I think I noticed a typo:
* Model #5: Model 2 plus Age & Position model based on % change
* Model #6: Model 2 plus Age & Position model based on total change
Those are probably supposed to be:
* Model #5: Model 4 plus Age & Position model based on % change
* Model #6: Model 4 plus Age & Position model based on total change
And Model 4 looks suspiciously like the method I came up with to do my projections. What weights are you using, and what are the details of the Age and Position models (or are they to remain secret)?
arturogalletti
10/13/2010
Devin,
Good catch. I’ll fix it. I hopefully covered your last no-prize completely. I’ll work on the left handers at some point.
It’s been brought to my attention that I shouldn’t give everything away to the nice millionaires and billionares :-).
The weights are about .62,.26,.12. The Age and Position adjustment is the trick to it.
You must also remember that we seem to share a brain.
Devin Dignam
10/13/2010
Yeah, you covered it pretty well last time, and I know you have plenty of stuff you’ve been working on. Just reading through the post, I was confused for a bit and wanted to make sure that people didn’t get lost there (although I’m sure a good deal of people don’t really examine the methodology all that much – they just want the oh-so-juicy results).
I totally agree on keeping some stuff secret – that’s what’s going to get you hired one day, and you should guard it closely. There’s a reason that many “nice millionaires and billionaires” are so wealthy…and I’m afraid it has very little to do with “nice”.
My weights are .56, .34, and .11. Again, funny that our weights are relatively close. How did you come up with yours? I simply pulled a George Bush and went with my gut. Luckily my gut has a better track record than his.
Devin Dignam
10/13/2010
Actually, correction: the weights are .56, .33, and .11 (I swear I know how to round).
arturogalletti
10/13/2010
I actually used statistical software to come up with the initial weights then played around to come up with some good correlation. I actually think that if I did this for a living and not as a hobby I could significantly improve it by adding things like injury models and some peak year modeling as well. But as something I do on my free time? I’m very happy with the results.
ilikeflowers
10/13/2010
I imagine that injured players are really throwing off the correlations for the lower minute players. Is there data kept that would allow you to filter out likely injured players? I’m guessing that players who have large gaps where they didn’t log any minutes (for any team) where they previously played large minutes are going to be the injured ones. Then it would be easier to see how many minutes a non-injured player needs to play before the correlations get nice.

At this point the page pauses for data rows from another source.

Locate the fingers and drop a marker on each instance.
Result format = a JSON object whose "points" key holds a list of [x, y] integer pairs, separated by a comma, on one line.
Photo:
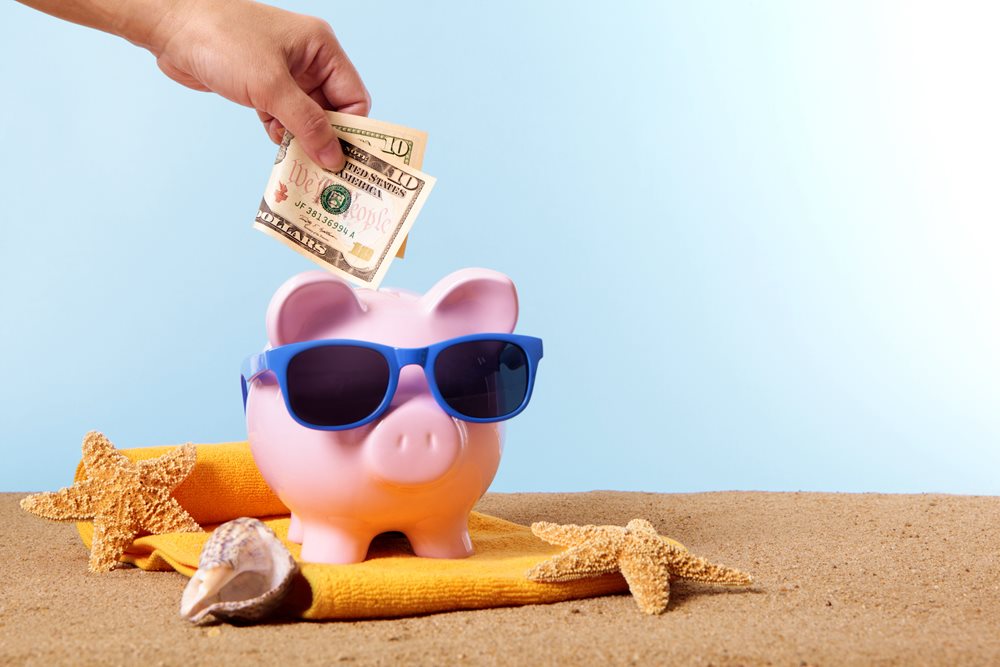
{"points": [[304, 118], [273, 127]]}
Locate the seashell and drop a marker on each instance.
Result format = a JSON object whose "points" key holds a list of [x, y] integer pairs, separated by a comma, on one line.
{"points": [[243, 574]]}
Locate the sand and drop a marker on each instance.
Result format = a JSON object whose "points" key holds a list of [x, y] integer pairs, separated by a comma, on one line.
{"points": [[843, 579]]}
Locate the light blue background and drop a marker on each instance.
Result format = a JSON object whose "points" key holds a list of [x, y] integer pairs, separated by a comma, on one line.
{"points": [[760, 240]]}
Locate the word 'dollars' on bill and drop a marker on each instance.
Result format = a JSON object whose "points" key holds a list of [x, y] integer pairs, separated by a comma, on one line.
{"points": [[353, 221]]}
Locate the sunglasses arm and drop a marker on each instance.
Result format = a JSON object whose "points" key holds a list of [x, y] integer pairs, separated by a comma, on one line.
{"points": [[253, 366]]}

Also, it’d be cool to see the correlations for the population of players who changed teams versus the population of players who didn’t.
Double also, could these changes in correlations by minute be used to estimate the wp48 error range?
arturogalletti
10/13/2010
Wait til the next post 🙂
Jimbo (Oz)
10/13/2010
Arturo – I honestly think you should get Mr Berri to talk to Bill Simmons about the work you are doing – I think with a bit of encouragement you could get on as a podcast guest (if you wanted to), and turn this into a well paid full time job with an NBA team (hopefully the Spurs !!).
arturogalletti
10/13/2010
I love Simmons’s work but I’m fairly sure he’s not a WOW fan. See here and here. Nevertheless that would be something to cross off my bucket list.